Semper Idem still remained mute. He seemed anxious to be gone. Not a word could the Doctor extract from him, and little the Doctor cared. He examined the throat of the convalescent carefully, idling over the hideous scar with the lingering, half-caressing fondness of a parent. It was not a particularly pleasing sight. An angry line circled the throat—for all the world as though the man had just escaped the hangman's noose—and, disappearing below the ear on either side, had the appearance of completing the fiery periphery at the nape of the neck.

Maintaining his dogged silence, yielding to the other's examination in much the manner of a leashed lion, Semper Idem betrayed only his desire to drop from out of the public eye.

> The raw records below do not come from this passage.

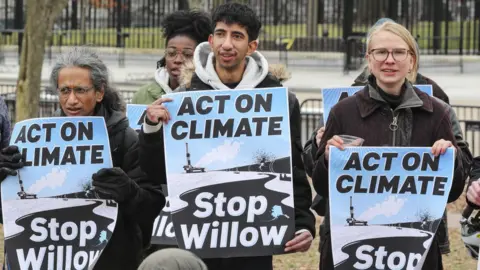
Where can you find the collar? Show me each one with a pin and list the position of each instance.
(369, 100)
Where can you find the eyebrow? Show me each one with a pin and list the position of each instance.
(239, 33)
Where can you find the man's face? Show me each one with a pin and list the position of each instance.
(76, 93)
(230, 45)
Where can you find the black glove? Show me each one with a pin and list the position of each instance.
(10, 161)
(115, 183)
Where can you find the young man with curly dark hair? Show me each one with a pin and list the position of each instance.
(229, 60)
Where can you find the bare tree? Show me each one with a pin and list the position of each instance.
(261, 156)
(424, 215)
(39, 22)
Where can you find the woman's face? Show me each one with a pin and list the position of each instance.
(179, 49)
(76, 93)
(389, 59)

“Well, I'll not keep you,” Doctor Bicknell finally said, laying a hand on the man's shoulder and stealing a last glance at his own handiwork. “But let me give you a bit of advice. Next time you try it on, hold your chin up, so. Don't snuggle it down and butcher yourself like a cow. Neatness and despatch, you know. Neatness and despatch.”

Semper Idem's eyes flashed in token that he heard, and a moment later the hospital door swung to on his heel.

It was a busy day for Doctor Bicknell, and the afternoon was well along when he lighted a cigar preparatory to leaving the table upon which it seemed the sufferers almost clamoured to be laid. But the last one, an old rag-picker with a broken shoulder-blade, had been disposed of, and the first fragrant smoke wreaths had begun to curl about his head, when the gong of a hurrying ambulance came through the open window from the street, followed by the inevitable entry of the stretcher with its ghastly freight.

“Lay it on the table,” the Doctor directed, turning for a moment to place his cigar in safety. “What is it?”

“Suicide—throat cut,” responded one of the stretcher bearers. “Down on Morgan Alley. Little hope, I think, sir. He's 'most gone.”

“Eh? Well, I'll give him a look, anyway.” He leaned over the man at the moment when the quick made its last faint flutter and succumbed.